IIRC the 7090 I programmed had a memory cycle of 2.4 usec; this was the time
to read or write one 36-bit word. I never used a 7094.

First machine that I actually operated had a 5 usec memory cycle for 18
bits: a DEC PDP-1.

Joe
I initially had typed 2 and 1 microseconds, then corrected it before
hitting Send. Maybe I changed it from right to wrong :)

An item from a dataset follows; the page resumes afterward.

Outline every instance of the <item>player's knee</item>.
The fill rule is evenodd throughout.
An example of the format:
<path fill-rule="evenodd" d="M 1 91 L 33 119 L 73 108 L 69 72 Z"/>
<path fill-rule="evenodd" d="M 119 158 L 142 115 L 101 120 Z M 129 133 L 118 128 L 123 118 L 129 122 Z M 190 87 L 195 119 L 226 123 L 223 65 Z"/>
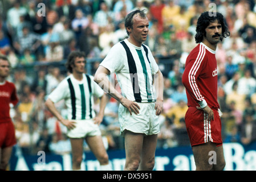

I no longer have a copy of the IBM 7090 Principles of Operation, oddly
enough, so I can't check. Well, I could Google - another new-fangled
thing that didn't exist back then.
 
E

Ed Cryer

"she regularly used to hide from her boss in the cupboard that held all
the memory valves."

Sounds like an old Univac system that I encountered in the 60's at
Franklin Life. It used hundreds of 4146 or 6146 ?? tubes as flip flops,
and had hexagonal equipment bays with room to hide inside. (The amateurs
used the tube for 50Mhz? transmitters as well.) There usually was a big
Tektronix oscilloscope on a card parked inside. (Those were the days!)
I have no idea what a PDP-1 was. My earliest recollection was a PDP-8.
There was a PDP-11 that was the successor to the PDP-8.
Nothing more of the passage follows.